As mudanças da minha vida não pararam ali naquela cozinha minúscula. Eu já não tenho mais aquela mordomia de ter um carro de luxuoso me esperando na porta de casa, para me levar aonde eu quisesse. Adeus vida de menina rica! Olá vida de garota sensata e responsável! Essa sou eu agora. Depois de comer apenas um pão fresquinho com manteiga e uma boa e fumegante xícara de café — sim, porque o ovo não prestou pra nada, além do meu balde de lixo — eu entrei no meu Chevrolet anos oitenta, que comprei assim que cheguei aqui, para me locomover. A final, o meu apartamento não fica perto do meu trabalho. E falando em trabalho, olho para simples, porém linda fachada do meu pet shop, assim que paro o meu carro no pequeno estacionamento e me deslumbro com algo que eu mesma fiz. Não os meus pais e não a Estrela, fui eu, sozinha quem escolhi as cores e o formato de cada objeto colocado lá dentro, e acredite, isso para mim é uma satisfação imensa. E antes de sair do carro, preparo o meu espírito, ponho a minha máscara de garota feliz e extrovertida, abro o melhor sorriso de Marina e segurando a minha bolsa pessoal em um ombro e a minha bolsa de sexy shop no outro, saio e vou para dentro da loja. Como já havia falado antes, eu tenho apenas quatro funcionários aqui na loja; uma recepcionista, a Luana, que eu tomei a liberdade de chamar de Lua, dois higienizadores; o Ricardo, que eu chamo carinhosamente de Rick e a Débora, nossa querida Deby e agora o doutorzinho, Heitor Cavanage. Sorrio amplamente por dentro e por fora também. Ainda não sei que apelido darei para ele, por enquanto ficarei com o doutorzinho mesmo, e falando nele... Deus do céu, o homem é uma tentação! Uma mistura de homem das cavernas, com uma inocência que me deixa piradinha, que dá aquele frisson no corpo todo, sabe? E que me inquieta de um jeito inexplicável.

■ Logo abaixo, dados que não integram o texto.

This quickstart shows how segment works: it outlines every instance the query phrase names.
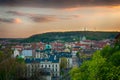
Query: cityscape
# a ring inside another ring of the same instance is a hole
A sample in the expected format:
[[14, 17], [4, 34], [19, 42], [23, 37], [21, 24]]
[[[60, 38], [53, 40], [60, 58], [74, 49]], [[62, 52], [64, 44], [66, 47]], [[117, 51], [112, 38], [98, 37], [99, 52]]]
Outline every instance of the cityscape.
[[119, 0], [0, 0], [0, 80], [120, 80]]

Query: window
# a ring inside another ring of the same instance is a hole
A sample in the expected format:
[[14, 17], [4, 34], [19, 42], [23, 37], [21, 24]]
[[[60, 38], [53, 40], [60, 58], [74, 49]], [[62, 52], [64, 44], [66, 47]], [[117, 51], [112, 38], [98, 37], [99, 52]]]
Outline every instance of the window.
[[47, 65], [45, 65], [45, 68], [47, 68]]
[[41, 68], [43, 68], [43, 65], [41, 65]]

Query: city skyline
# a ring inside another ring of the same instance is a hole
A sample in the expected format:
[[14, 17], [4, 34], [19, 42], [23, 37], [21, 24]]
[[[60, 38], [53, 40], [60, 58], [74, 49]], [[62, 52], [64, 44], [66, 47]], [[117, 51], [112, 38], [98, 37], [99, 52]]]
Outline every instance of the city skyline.
[[119, 0], [0, 0], [0, 38], [64, 31], [120, 31]]

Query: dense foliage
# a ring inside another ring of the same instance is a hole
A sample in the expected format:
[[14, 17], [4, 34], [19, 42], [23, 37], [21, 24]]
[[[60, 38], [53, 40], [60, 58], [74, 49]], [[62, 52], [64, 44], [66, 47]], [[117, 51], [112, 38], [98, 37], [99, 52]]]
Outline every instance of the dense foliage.
[[50, 32], [33, 35], [21, 42], [51, 42], [51, 41], [79, 41], [81, 37], [86, 36], [90, 40], [113, 39], [119, 32], [92, 32], [92, 31], [75, 31], [75, 32]]
[[72, 80], [120, 80], [120, 45], [106, 46], [70, 71]]
[[0, 51], [0, 80], [24, 80], [26, 69], [24, 60], [12, 58], [11, 52], [7, 48]]

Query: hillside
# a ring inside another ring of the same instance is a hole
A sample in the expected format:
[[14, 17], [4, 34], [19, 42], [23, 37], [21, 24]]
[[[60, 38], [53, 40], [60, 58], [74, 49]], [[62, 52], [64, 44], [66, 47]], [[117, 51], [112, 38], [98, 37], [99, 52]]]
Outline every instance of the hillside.
[[113, 39], [119, 32], [93, 32], [93, 31], [74, 31], [74, 32], [49, 32], [36, 34], [21, 42], [51, 42], [60, 41], [79, 41], [80, 37], [85, 36], [90, 40]]

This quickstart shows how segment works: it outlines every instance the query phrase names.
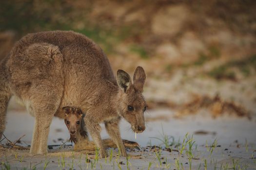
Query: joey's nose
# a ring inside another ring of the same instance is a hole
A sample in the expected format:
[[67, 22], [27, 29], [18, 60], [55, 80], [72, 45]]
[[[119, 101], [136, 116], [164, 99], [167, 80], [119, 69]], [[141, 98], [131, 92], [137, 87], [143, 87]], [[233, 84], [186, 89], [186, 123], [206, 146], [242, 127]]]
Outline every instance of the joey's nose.
[[142, 131], [144, 131], [144, 130], [145, 130], [145, 126], [138, 126], [138, 131], [139, 131], [139, 132], [142, 132]]

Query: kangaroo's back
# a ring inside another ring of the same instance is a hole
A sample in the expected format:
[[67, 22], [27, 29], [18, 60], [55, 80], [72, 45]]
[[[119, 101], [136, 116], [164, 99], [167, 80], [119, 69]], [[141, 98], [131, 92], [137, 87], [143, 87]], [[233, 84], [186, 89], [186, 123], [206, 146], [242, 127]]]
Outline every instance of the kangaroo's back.
[[[116, 82], [109, 62], [100, 48], [86, 36], [73, 31], [49, 31], [28, 34], [20, 40], [13, 52], [22, 52], [35, 43], [48, 43], [58, 47], [63, 55], [64, 63], [71, 70], [75, 68], [85, 71], [88, 76]], [[66, 70], [65, 70], [66, 71]]]

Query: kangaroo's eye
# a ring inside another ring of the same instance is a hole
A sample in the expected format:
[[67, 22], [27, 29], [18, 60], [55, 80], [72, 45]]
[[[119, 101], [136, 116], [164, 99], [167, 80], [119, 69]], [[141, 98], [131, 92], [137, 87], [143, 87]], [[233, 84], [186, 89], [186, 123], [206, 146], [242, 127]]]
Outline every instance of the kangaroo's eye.
[[134, 109], [133, 108], [133, 107], [130, 105], [128, 105], [127, 108], [128, 108], [128, 110], [130, 112], [133, 111]]

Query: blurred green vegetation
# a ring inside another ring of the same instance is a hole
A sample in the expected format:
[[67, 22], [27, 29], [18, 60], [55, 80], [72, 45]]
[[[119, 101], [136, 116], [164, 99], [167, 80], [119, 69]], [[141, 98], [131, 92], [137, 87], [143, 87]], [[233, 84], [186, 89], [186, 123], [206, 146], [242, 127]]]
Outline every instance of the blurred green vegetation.
[[219, 48], [217, 46], [211, 46], [207, 49], [206, 52], [202, 52], [199, 53], [198, 58], [194, 64], [196, 66], [201, 66], [207, 61], [219, 58], [220, 55]]
[[256, 71], [256, 54], [242, 60], [229, 61], [214, 68], [207, 74], [217, 79], [236, 80], [236, 73], [232, 68], [238, 68], [245, 77], [250, 76], [252, 71]]

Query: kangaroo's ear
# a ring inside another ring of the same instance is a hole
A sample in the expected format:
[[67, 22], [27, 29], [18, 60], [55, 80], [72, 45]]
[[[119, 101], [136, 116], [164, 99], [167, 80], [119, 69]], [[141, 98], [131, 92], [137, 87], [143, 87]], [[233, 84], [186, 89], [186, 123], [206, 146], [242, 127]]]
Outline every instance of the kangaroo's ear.
[[78, 114], [79, 115], [80, 115], [80, 116], [81, 117], [83, 117], [83, 112], [82, 112], [82, 111], [81, 110], [81, 109], [80, 109], [79, 108], [77, 108], [76, 109], [76, 111], [77, 111], [77, 112], [78, 113]]
[[118, 85], [126, 93], [131, 85], [131, 77], [129, 74], [121, 69], [118, 70]]
[[133, 75], [133, 85], [135, 88], [143, 91], [143, 86], [146, 79], [146, 73], [142, 67], [138, 66]]
[[62, 111], [66, 115], [71, 113], [72, 108], [69, 106], [65, 106], [62, 107]]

― Bom dia, Marina! ― É isso ai! Aqui ninguém me chama de Maah, não ainda, é muito cedo para dizer qual deles será a minha melhor amiga ou o meu melhor amigo. Lembrando que ninguém, nunca, jamais, tomará o lugar da Kell e da Cris. Pensar nelas me deixa um pouco nostálgica, então durante todo o enredo dessa história evitarei falar em Kelly Ferraço Lambertini e em Cristine Florentino, combinado?

― Bom dia, dona Lua! ― falo com um sorriso gigante, libidinoso e cheio de insinuações, louca para saber sobre o desfecho do novo brinquedinho dela na cama com o seu marido. Ela viu as insinuações em meu olhar com certeza, porque a mulher empalideceu e baixou os olhos, mordendo o lábio imediatamente. No mesmo instante, eu soltei uma risada gostosa e adentrei a sala de higienização, encontrando a minha dupla dinâmica, arrumando os seus acessórios estrategicamente em uma mesa a parte e do outro lado da sala, havia um cãozinho poodle, que parecia apavorado. Fui até ele e o acariciei, dando alguns beijinhos em seus pelos brancos e encaracolados.

― Olá dupla, dinâmica! ― falo para os meus funcionários com a mesma alegria contagiante, mas sem olhá-los.

― Olá, Marina! ― Eles respondem juntos.

― Ei, bichinho, tá com medo, hum? Fica não. Olha só, você vai ficar um arraso de lindo, todo cheirosinho e ainda vai ganhar uma gravatinha sexy. O que achou, hã? ― pergunto, afagando os seus pelos de maneira desordenada e o bichinho abana seu rabinho, demostrando sua felicidade. Isso me faz abrir um sorriso espontâneo. ― Gostou, né? Então põe um sorriso canino nesse focinho fino, que eu prometo que a água vai estar uma delícia, não é Rick?

― Uma delícia! ― Meu funcionário repete minhas palavras, e eu me afasto, soltando um beijo no ar para os dois, saindo da sala em seguida e vou direto para o consultório de vocês sabem quem. Encontro a sala quase vazia, se não fosse pelos móveis brancos de design moderno e algumas prateleiras com alguns livros, alguns pequenos quadros nas paredes e um arranjo no canto da parede. Bufo desanimada e saio, fechando a porta, e encaro a Lua atrás do balcão de recepção.

― O doutorzinho ainda não chegou? ― Ela faz um não com a cabeça e eu faço um sim com a minha. ― Tá bom. ― Dou alguns passos para a porta ao lado do consultório e sem olhar para trás lhe passo uma ordem. ― Quando chegar, diga-lhe que venha até a minha sala.